Back from vacation and already back on my bullshit. Do you like Charles Dickens? Do you like crisply enunciated black-and-white character dramas? Do you like seeing baby versions of stars you would definitely recognize? This is for you!
Pip (Tony Wager) is just a scrawny marsh boy until he is chosen by noted eccentric Miss Havisham (Martita Hunt) as a playmate for her ward, Estella (Jean Simmons). Bullied and cut down by Estella's sharp tongue, Pip longs to be a gentleman and thus worthy of her regard. At 20, Pip (John Mills), is contacted by a lawyer (Francis L. Sullivan) about a mysterious bequest from an unknown benefactor. He joins the ranks of British gentry, aided and befriended by Henry Pocket (Alec Guinness), learning mostly how to spend money and be useless to society, but finds that money alone isn't going to win Estella's (Valerie Hobson) cold heart.

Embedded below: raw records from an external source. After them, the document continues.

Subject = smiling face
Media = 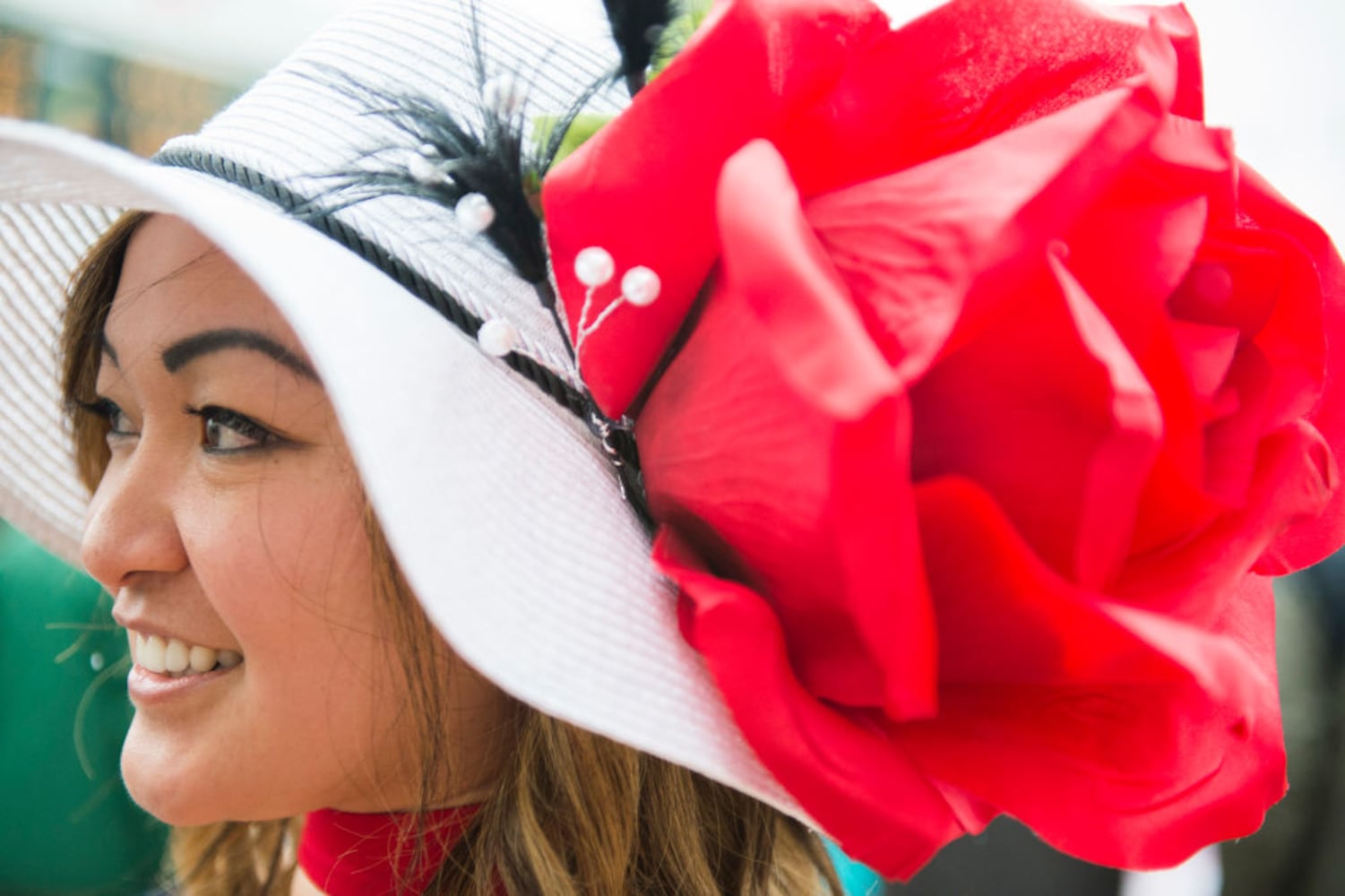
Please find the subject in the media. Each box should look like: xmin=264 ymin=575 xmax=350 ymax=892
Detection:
xmin=83 ymin=217 xmax=502 ymax=824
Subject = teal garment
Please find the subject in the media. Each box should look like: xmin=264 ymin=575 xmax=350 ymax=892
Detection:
xmin=827 ymin=840 xmax=883 ymax=896
xmin=0 ymin=521 xmax=167 ymax=896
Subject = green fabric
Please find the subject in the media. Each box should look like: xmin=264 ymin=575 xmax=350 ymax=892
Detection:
xmin=0 ymin=522 xmax=167 ymax=896
xmin=823 ymin=840 xmax=883 ymax=896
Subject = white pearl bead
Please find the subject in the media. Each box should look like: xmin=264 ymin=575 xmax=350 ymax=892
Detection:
xmin=481 ymin=74 xmax=527 ymax=118
xmin=453 ymin=193 xmax=495 ymax=234
xmin=476 ymin=317 xmax=518 ymax=358
xmin=621 ymin=265 xmax=663 ymax=308
xmin=574 ymin=246 xmax=616 ymax=288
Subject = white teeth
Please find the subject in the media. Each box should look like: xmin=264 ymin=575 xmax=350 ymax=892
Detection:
xmin=188 ymin=647 xmax=215 ymax=671
xmin=164 ymin=638 xmax=191 ymax=676
xmin=131 ymin=631 xmax=244 ymax=678
xmin=136 ymin=635 xmax=168 ymax=674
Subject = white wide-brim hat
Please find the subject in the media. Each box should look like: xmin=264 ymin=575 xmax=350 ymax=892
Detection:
xmin=0 ymin=0 xmax=806 ymax=821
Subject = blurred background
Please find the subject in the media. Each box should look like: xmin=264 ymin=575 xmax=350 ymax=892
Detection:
xmin=0 ymin=0 xmax=1345 ymax=896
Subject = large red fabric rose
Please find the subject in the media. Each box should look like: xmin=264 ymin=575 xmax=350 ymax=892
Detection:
xmin=543 ymin=0 xmax=1345 ymax=877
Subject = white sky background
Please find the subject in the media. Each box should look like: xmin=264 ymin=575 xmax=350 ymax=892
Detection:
xmin=0 ymin=0 xmax=1345 ymax=244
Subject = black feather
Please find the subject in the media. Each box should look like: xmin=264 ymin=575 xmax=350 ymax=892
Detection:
xmin=301 ymin=8 xmax=604 ymax=293
xmin=602 ymin=0 xmax=678 ymax=97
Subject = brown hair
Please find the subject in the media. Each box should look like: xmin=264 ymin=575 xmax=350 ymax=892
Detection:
xmin=61 ymin=212 xmax=841 ymax=896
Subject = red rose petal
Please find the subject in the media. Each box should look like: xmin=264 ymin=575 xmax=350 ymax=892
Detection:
xmin=634 ymin=254 xmax=936 ymax=717
xmin=894 ymin=480 xmax=1284 ymax=867
xmin=653 ymin=530 xmax=987 ymax=877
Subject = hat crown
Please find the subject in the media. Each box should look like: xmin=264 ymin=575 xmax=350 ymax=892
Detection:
xmin=159 ymin=0 xmax=610 ymax=392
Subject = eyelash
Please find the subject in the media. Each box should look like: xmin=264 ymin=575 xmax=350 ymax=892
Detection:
xmin=80 ymin=398 xmax=136 ymax=437
xmin=80 ymin=398 xmax=284 ymax=455
xmin=183 ymin=405 xmax=281 ymax=455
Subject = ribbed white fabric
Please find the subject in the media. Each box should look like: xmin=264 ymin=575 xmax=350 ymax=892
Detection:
xmin=0 ymin=0 xmax=808 ymax=821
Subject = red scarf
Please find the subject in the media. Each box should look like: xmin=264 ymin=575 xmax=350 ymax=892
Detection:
xmin=298 ymin=806 xmax=478 ymax=896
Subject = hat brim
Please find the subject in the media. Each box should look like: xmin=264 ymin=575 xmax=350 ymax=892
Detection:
xmin=0 ymin=121 xmax=808 ymax=821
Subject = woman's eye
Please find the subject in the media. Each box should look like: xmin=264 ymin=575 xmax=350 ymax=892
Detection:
xmin=81 ymin=398 xmax=140 ymax=438
xmin=187 ymin=405 xmax=279 ymax=455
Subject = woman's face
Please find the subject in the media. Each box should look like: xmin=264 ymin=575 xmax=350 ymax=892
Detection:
xmin=83 ymin=217 xmax=502 ymax=824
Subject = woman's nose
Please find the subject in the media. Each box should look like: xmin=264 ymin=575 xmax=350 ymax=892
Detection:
xmin=81 ymin=446 xmax=187 ymax=595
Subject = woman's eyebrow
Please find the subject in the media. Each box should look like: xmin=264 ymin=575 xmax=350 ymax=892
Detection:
xmin=160 ymin=328 xmax=322 ymax=382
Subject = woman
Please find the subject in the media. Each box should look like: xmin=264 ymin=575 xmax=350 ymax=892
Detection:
xmin=0 ymin=0 xmax=1345 ymax=893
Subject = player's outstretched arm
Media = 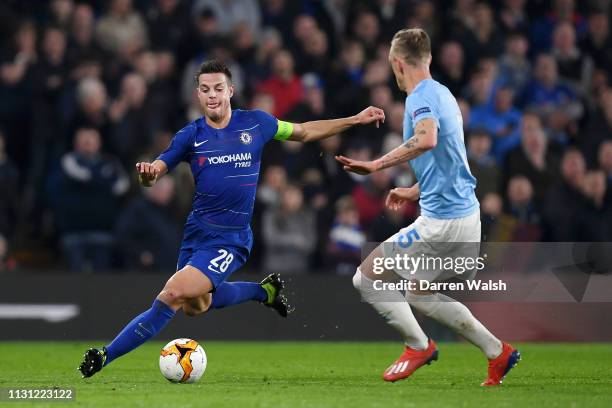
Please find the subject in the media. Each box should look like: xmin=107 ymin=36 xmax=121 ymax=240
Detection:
xmin=136 ymin=160 xmax=168 ymax=187
xmin=288 ymin=106 xmax=385 ymax=143
xmin=336 ymin=118 xmax=438 ymax=174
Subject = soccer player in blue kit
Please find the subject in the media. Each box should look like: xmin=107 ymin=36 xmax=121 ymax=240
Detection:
xmin=79 ymin=61 xmax=385 ymax=377
xmin=337 ymin=29 xmax=520 ymax=386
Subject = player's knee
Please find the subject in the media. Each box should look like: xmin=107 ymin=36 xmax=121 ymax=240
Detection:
xmin=157 ymin=287 xmax=185 ymax=306
xmin=183 ymin=304 xmax=205 ymax=317
xmin=353 ymin=268 xmax=361 ymax=290
xmin=406 ymin=291 xmax=441 ymax=317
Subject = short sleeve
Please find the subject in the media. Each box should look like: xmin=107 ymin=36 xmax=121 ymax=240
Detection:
xmin=406 ymin=93 xmax=440 ymax=129
xmin=157 ymin=123 xmax=196 ymax=171
xmin=254 ymin=110 xmax=293 ymax=142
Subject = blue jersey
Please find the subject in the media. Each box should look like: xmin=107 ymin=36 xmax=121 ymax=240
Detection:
xmin=404 ymin=79 xmax=478 ymax=219
xmin=158 ymin=110 xmax=290 ymax=230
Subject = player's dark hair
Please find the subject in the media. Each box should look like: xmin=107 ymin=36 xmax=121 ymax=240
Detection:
xmin=391 ymin=28 xmax=431 ymax=65
xmin=195 ymin=59 xmax=232 ymax=84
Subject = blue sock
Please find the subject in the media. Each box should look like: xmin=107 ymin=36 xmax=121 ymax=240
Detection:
xmin=210 ymin=282 xmax=268 ymax=309
xmin=104 ymin=299 xmax=176 ymax=365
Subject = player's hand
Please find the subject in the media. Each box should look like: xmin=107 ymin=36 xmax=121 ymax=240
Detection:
xmin=385 ymin=187 xmax=419 ymax=211
xmin=356 ymin=106 xmax=385 ymax=127
xmin=336 ymin=156 xmax=378 ymax=175
xmin=136 ymin=162 xmax=160 ymax=187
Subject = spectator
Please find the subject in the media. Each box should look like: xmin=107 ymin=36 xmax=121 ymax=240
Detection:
xmin=529 ymin=0 xmax=586 ymax=53
xmin=0 ymin=21 xmax=38 ymax=167
xmin=467 ymin=129 xmax=501 ymax=199
xmin=351 ymin=11 xmax=380 ymax=58
xmin=67 ymin=3 xmax=107 ymax=81
xmin=257 ymin=50 xmax=304 ymax=118
xmin=109 ymin=73 xmax=152 ymax=167
xmin=504 ymin=176 xmax=542 ymax=242
xmin=470 ymin=86 xmax=521 ymax=163
xmin=460 ymin=2 xmax=503 ymax=69
xmin=193 ymin=0 xmax=261 ymax=35
xmin=146 ymin=0 xmax=190 ymax=66
xmin=499 ymin=0 xmax=529 ymax=33
xmin=552 ymin=21 xmax=593 ymax=95
xmin=115 ymin=177 xmax=181 ymax=271
xmin=433 ymin=41 xmax=466 ymax=95
xmin=30 ymin=27 xmax=69 ymax=180
xmin=504 ymin=113 xmax=558 ymax=206
xmin=49 ymin=128 xmax=129 ymax=271
xmin=262 ymin=185 xmax=317 ymax=274
xmin=571 ymin=170 xmax=612 ymax=242
xmin=580 ymin=11 xmax=612 ymax=72
xmin=47 ymin=0 xmax=74 ymax=31
xmin=499 ymin=32 xmax=531 ymax=92
xmin=0 ymin=132 xmax=19 ymax=239
xmin=578 ymin=87 xmax=612 ymax=163
xmin=523 ymin=54 xmax=583 ymax=137
xmin=544 ymin=148 xmax=586 ymax=242
xmin=325 ymin=196 xmax=366 ymax=275
xmin=96 ymin=0 xmax=149 ymax=57
xmin=599 ymin=140 xmax=612 ymax=184
xmin=69 ymin=78 xmax=110 ymax=148
xmin=297 ymin=30 xmax=330 ymax=78
xmin=506 ymin=176 xmax=540 ymax=225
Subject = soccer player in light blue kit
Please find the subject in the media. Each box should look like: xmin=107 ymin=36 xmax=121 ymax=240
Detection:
xmin=79 ymin=61 xmax=385 ymax=377
xmin=337 ymin=29 xmax=520 ymax=386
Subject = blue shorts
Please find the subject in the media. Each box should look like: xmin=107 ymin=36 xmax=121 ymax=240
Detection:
xmin=176 ymin=213 xmax=253 ymax=288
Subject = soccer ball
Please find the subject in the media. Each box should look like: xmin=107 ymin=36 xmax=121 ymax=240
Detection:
xmin=159 ymin=339 xmax=206 ymax=383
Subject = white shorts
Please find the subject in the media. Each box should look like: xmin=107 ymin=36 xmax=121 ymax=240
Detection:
xmin=382 ymin=210 xmax=480 ymax=282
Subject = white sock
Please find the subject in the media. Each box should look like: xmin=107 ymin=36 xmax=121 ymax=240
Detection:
xmin=353 ymin=268 xmax=428 ymax=350
xmin=406 ymin=293 xmax=502 ymax=359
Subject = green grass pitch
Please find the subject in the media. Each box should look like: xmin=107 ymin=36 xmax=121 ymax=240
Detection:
xmin=0 ymin=342 xmax=612 ymax=408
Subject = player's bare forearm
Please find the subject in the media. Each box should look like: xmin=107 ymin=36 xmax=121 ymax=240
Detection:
xmin=374 ymin=119 xmax=438 ymax=170
xmin=289 ymin=116 xmax=359 ymax=143
xmin=289 ymin=106 xmax=385 ymax=143
xmin=336 ymin=119 xmax=438 ymax=175
xmin=374 ymin=136 xmax=431 ymax=170
xmin=136 ymin=160 xmax=168 ymax=187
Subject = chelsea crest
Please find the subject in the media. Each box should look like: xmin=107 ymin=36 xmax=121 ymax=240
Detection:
xmin=240 ymin=132 xmax=253 ymax=144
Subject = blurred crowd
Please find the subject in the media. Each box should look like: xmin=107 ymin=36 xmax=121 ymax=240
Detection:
xmin=0 ymin=0 xmax=612 ymax=273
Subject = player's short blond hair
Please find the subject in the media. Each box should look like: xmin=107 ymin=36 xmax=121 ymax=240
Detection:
xmin=391 ymin=28 xmax=431 ymax=65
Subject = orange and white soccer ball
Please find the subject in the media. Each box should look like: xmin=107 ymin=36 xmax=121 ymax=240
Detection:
xmin=159 ymin=339 xmax=207 ymax=383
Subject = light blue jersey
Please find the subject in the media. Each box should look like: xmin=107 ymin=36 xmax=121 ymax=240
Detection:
xmin=404 ymin=79 xmax=479 ymax=219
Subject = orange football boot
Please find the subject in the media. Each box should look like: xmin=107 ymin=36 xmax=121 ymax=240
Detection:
xmin=383 ymin=339 xmax=438 ymax=382
xmin=480 ymin=342 xmax=521 ymax=387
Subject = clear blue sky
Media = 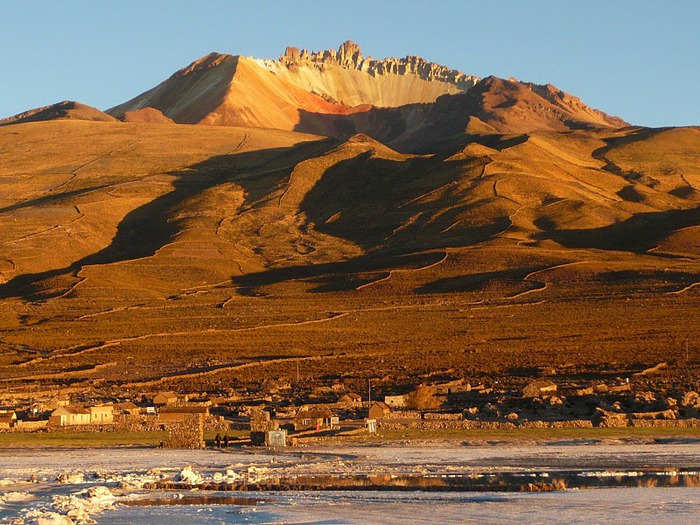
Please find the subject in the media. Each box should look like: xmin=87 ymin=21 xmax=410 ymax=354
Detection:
xmin=0 ymin=0 xmax=700 ymax=126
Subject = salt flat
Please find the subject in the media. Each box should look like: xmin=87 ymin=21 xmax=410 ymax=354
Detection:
xmin=0 ymin=442 xmax=700 ymax=525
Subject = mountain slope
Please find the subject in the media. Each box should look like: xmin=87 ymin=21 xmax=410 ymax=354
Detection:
xmin=108 ymin=42 xmax=626 ymax=152
xmin=0 ymin=100 xmax=116 ymax=126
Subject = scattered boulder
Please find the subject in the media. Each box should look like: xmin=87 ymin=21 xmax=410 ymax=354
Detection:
xmin=174 ymin=465 xmax=203 ymax=485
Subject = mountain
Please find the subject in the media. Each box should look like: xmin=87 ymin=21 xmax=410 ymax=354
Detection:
xmin=0 ymin=43 xmax=700 ymax=395
xmin=0 ymin=100 xmax=117 ymax=126
xmin=108 ymin=41 xmax=626 ymax=152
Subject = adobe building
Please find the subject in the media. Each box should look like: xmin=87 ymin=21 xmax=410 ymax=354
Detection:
xmin=369 ymin=401 xmax=391 ymax=419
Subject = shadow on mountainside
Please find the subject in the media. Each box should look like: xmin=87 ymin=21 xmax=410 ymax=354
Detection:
xmin=534 ymin=208 xmax=700 ymax=254
xmin=299 ymin=151 xmax=509 ymax=253
xmin=0 ymin=140 xmax=331 ymax=300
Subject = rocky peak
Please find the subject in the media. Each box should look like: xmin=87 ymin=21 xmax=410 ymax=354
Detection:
xmin=278 ymin=40 xmax=479 ymax=90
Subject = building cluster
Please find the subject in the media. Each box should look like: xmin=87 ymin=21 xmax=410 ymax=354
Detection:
xmin=5 ymin=371 xmax=700 ymax=446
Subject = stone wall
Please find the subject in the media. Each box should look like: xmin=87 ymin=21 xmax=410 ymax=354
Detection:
xmin=378 ymin=419 xmax=593 ymax=430
xmin=163 ymin=414 xmax=204 ymax=448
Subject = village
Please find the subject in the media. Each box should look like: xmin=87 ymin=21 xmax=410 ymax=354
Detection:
xmin=0 ymin=363 xmax=700 ymax=448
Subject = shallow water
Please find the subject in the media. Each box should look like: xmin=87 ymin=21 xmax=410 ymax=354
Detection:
xmin=98 ymin=488 xmax=700 ymax=525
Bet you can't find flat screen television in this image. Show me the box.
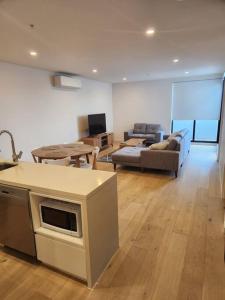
[88,114,106,135]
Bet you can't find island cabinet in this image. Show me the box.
[0,163,119,287]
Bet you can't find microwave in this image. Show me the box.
[39,199,82,237]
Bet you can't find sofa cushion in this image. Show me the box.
[146,124,161,133]
[133,123,146,133]
[112,147,145,163]
[129,133,146,139]
[149,140,169,150]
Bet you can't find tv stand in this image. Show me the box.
[80,132,113,150]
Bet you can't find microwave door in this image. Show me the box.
[41,206,77,234]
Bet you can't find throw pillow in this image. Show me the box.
[149,141,169,150]
[166,138,178,150]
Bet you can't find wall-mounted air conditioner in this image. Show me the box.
[53,75,81,89]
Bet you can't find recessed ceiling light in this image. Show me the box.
[29,51,37,56]
[145,28,155,36]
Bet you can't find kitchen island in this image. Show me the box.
[0,162,119,287]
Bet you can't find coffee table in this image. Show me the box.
[120,138,146,149]
[31,143,94,168]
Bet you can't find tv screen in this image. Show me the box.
[88,114,106,135]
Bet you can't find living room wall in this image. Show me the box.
[0,62,113,160]
[113,80,172,141]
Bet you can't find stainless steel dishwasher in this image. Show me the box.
[0,184,36,257]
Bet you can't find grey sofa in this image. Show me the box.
[112,129,191,177]
[124,123,163,143]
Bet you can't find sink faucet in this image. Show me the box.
[0,130,23,162]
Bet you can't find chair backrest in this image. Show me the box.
[92,147,100,170]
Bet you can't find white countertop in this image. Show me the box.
[0,162,116,199]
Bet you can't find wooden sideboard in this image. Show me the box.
[80,132,113,149]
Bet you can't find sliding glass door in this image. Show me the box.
[172,120,220,143]
[172,78,222,143]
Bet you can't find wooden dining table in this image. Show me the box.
[31,143,94,168]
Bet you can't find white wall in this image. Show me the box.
[218,79,225,199]
[113,80,172,140]
[0,62,113,160]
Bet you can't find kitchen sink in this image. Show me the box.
[0,162,17,171]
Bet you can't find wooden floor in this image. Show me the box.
[0,146,225,300]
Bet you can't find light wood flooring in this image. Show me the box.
[0,146,225,300]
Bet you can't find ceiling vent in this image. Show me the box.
[53,74,82,89]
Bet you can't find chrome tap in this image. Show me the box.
[0,130,23,162]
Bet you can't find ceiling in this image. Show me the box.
[0,0,225,82]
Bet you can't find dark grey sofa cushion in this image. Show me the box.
[112,147,144,163]
[133,123,146,134]
[146,124,161,133]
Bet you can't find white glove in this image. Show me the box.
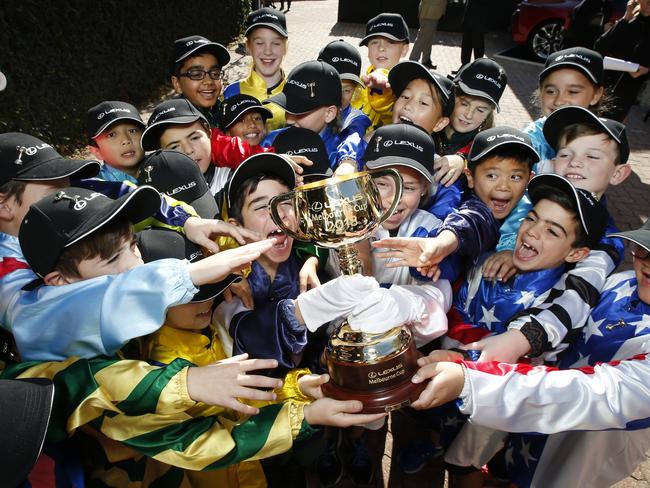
[348,285,427,334]
[296,275,380,332]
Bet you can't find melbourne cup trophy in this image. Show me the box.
[270,169,423,413]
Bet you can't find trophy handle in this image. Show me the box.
[269,191,309,241]
[368,168,402,224]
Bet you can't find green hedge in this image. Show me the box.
[0,0,250,153]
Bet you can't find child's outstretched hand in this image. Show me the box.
[187,354,282,415]
[482,250,517,281]
[304,398,387,427]
[183,217,260,252]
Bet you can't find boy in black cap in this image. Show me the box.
[352,13,409,129]
[86,101,144,183]
[170,36,230,127]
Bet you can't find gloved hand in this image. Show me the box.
[348,285,427,334]
[296,275,380,332]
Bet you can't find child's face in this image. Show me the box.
[393,79,449,134]
[172,53,223,109]
[246,27,287,78]
[341,80,357,108]
[512,199,584,271]
[93,122,144,175]
[553,134,629,198]
[165,300,214,331]
[285,105,338,134]
[375,166,428,230]
[632,248,650,304]
[235,180,297,265]
[160,122,212,173]
[75,236,142,282]
[450,95,493,134]
[539,68,603,116]
[225,111,266,146]
[467,156,530,219]
[368,36,409,69]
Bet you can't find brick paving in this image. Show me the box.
[219,0,650,488]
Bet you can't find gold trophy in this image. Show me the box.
[270,169,424,413]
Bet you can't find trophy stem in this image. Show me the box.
[336,245,363,276]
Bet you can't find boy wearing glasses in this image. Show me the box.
[170,36,230,127]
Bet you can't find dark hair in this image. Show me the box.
[228,173,287,225]
[556,123,621,165]
[467,145,535,174]
[54,218,133,278]
[535,185,589,248]
[0,180,27,205]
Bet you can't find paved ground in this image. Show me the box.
[220,0,650,488]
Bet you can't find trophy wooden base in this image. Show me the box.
[322,378,427,413]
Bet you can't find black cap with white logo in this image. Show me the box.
[244,7,289,37]
[454,58,508,111]
[359,13,409,46]
[0,132,101,185]
[137,229,241,303]
[542,105,630,164]
[263,61,342,115]
[138,149,219,219]
[363,124,436,183]
[170,36,230,74]
[317,39,362,85]
[219,93,273,130]
[18,186,160,278]
[273,127,332,182]
[528,174,609,246]
[86,101,144,139]
[539,47,604,85]
[141,98,208,151]
[467,125,539,163]
[388,61,456,117]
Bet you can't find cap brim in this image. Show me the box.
[13,158,102,181]
[226,153,296,209]
[366,156,433,183]
[90,115,146,139]
[174,42,230,67]
[64,185,161,247]
[457,81,501,112]
[0,378,54,486]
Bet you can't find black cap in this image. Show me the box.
[539,47,604,85]
[359,14,409,46]
[86,101,144,139]
[138,149,219,219]
[467,125,539,163]
[454,58,508,111]
[170,36,230,74]
[388,61,456,117]
[317,39,363,85]
[244,7,289,37]
[18,186,160,278]
[226,153,296,209]
[363,124,436,183]
[219,93,273,130]
[137,229,241,303]
[0,132,101,185]
[0,378,54,487]
[263,61,342,114]
[543,105,630,164]
[141,98,208,151]
[607,219,650,251]
[528,174,609,246]
[273,127,332,181]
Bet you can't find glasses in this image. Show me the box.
[632,244,650,261]
[180,68,223,81]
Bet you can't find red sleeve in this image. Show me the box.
[210,129,275,169]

This is a very good, faithful adaptation of the novel until it isn't. Specifically, the ending is changed to be happier, which is fine. I frankly think it's an improvement on the book. (Which also had an ending change to improve it from the much bleaker original.)
This is not my favorite Dickens adaptation but it is very good and the speaking role debut of Alec Guinness (he was an uncredited extra in a movie from 1934). The film introduces Jean Simmons, but she has credits from two years prior, so this may have just been her biggest role at the time.
It's currently streaming on the Criterion Channel and HBO Max.